Son günlerde “Faiz Lobisi” konusu da gündeme gelmiş, algı yönetimine oynayan popüler ekonomistlerimiz bu konuda da çarpıtmalara anında köşe yazılarında sunmaya başlamıştır. Geçen yüzyılın en meşhur fizikçisi Einstein’a ithafen “Evrendeki en büyük kuvvet bileşik faizdir” şeklinde bir söz vardır. Faiz lobisi açık bir şekilde bu kuvveti elde etmeye çalışan, paradan para kazanmaya odaklanan, reel yatırım yapıp, emek vererek kar etmek yerine faiz rantına yönelen grupları ifade etmektedir. Buna rağmen televoleci ekonomistlerimiz bankaların ve yabancı yatırımcıların faizin düşmesini desteklemesi gerektiğini, bu sayede daha fazla kazanç elde edeceklerini ifade etmekte! İşte bu tam da fili kuyruğundan tutarak tarif etmek gibi bir şey! Hiç detayına girmeye gerek olmayan bir konu...

İfade ettiklerim sloganların diz boyu gittiği, dezenformasyonun su gibi aktığı şu ortamda akıl, sezgi, tecrübe süzgecinden geçirme gerekliliğine dair düşüncelerden ibaret, emin olun matematiği zayıf olan bir de popüler olan bu tür ekonomistlerin yorumları bulaşıcı türden.. Ekonomik durumumuzu salt dolar, faiz, kur üzerinden esen rüzgara uygun olarak analiz eden yazılar artık bu ülkenin gerçeklerine çok uzak...
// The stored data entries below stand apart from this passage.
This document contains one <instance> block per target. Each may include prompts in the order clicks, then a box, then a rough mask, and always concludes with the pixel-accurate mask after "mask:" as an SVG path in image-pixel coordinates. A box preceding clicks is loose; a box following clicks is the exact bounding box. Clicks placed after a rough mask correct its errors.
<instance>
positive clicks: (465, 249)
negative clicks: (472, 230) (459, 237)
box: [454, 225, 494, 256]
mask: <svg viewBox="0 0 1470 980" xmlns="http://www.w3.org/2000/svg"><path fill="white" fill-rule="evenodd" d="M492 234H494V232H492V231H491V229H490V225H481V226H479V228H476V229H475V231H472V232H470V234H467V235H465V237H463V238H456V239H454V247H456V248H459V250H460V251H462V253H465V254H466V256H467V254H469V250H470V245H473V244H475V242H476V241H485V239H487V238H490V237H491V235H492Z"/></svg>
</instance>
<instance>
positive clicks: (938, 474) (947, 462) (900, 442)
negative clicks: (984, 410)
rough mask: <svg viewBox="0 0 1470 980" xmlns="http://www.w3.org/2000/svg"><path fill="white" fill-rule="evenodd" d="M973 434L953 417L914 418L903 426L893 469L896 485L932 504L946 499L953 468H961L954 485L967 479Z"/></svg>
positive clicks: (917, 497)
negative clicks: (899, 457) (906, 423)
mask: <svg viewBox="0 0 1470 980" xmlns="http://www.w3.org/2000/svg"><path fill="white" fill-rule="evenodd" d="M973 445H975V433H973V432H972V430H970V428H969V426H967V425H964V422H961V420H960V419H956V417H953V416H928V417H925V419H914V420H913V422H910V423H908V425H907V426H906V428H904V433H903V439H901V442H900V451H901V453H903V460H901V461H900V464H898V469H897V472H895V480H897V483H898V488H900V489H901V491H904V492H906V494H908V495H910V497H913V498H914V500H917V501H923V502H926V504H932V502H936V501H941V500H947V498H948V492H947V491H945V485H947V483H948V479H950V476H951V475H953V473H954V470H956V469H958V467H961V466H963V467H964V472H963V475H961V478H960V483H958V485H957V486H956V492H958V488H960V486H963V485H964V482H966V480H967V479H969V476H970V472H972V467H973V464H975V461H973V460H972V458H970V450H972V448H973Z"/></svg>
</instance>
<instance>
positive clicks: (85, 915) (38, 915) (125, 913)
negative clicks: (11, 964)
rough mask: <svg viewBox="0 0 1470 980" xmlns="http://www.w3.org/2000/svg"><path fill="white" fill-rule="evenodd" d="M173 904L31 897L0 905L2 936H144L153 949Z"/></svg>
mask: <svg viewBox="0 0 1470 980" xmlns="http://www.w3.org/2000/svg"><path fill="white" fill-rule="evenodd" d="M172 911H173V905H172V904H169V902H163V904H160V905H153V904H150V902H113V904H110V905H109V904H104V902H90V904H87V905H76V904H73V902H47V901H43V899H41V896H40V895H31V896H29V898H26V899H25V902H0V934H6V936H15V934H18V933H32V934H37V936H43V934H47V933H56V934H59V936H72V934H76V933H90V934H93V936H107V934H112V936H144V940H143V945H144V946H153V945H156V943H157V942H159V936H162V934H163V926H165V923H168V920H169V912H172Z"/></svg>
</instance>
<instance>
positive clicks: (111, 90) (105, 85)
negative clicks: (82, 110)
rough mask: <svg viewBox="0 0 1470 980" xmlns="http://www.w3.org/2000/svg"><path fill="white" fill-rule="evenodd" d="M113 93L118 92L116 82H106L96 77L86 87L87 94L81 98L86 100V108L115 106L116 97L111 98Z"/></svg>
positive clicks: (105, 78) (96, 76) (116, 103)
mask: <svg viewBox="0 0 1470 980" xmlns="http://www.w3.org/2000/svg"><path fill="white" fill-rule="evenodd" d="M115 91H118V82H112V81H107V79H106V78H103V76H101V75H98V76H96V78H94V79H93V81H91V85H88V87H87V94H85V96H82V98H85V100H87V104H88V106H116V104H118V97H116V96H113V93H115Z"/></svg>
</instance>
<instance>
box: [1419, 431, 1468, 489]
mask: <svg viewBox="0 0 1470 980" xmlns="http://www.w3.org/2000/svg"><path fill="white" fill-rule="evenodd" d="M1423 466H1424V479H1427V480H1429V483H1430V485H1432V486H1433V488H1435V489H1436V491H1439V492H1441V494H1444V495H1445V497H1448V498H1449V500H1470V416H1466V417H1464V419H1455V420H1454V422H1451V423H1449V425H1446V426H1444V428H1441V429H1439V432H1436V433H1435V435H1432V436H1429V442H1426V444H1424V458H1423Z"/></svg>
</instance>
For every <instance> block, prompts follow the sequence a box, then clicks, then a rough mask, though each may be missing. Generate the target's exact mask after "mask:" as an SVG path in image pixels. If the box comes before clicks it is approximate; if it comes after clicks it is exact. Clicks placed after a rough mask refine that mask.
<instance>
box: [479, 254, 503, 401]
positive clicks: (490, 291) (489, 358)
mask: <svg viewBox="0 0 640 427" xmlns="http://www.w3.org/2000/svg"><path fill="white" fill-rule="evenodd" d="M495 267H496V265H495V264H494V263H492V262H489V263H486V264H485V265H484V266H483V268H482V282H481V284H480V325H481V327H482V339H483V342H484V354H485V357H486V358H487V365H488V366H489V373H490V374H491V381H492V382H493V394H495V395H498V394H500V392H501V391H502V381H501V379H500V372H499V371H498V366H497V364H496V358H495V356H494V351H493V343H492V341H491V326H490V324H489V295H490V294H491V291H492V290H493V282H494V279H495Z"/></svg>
Türkiye’nin artan teknoloji yatırımları, son on yılda OECD ülkeleri içerisinde ilk 5’e girecek şekilde 10’a katlayan araştırmacı sayısı, yine 12’ye katlayan teknoloji geliştirme bütçe destekleri, 20’ye katlayan Teknopark sayısı, Ar-Ge merkezleri, içerisinde yer aldığım Savunma Sektöründeki yerli yatırım ve milli ve özgün ürün girişimleri vb. birçok farklı örneğin sunulabileceği sayısız dinamizmi ifade eden, kalkınmanın tohumlarının atıldığı atmosfer, reel durum çok daha iyi bir geleceğe işaret ediyor.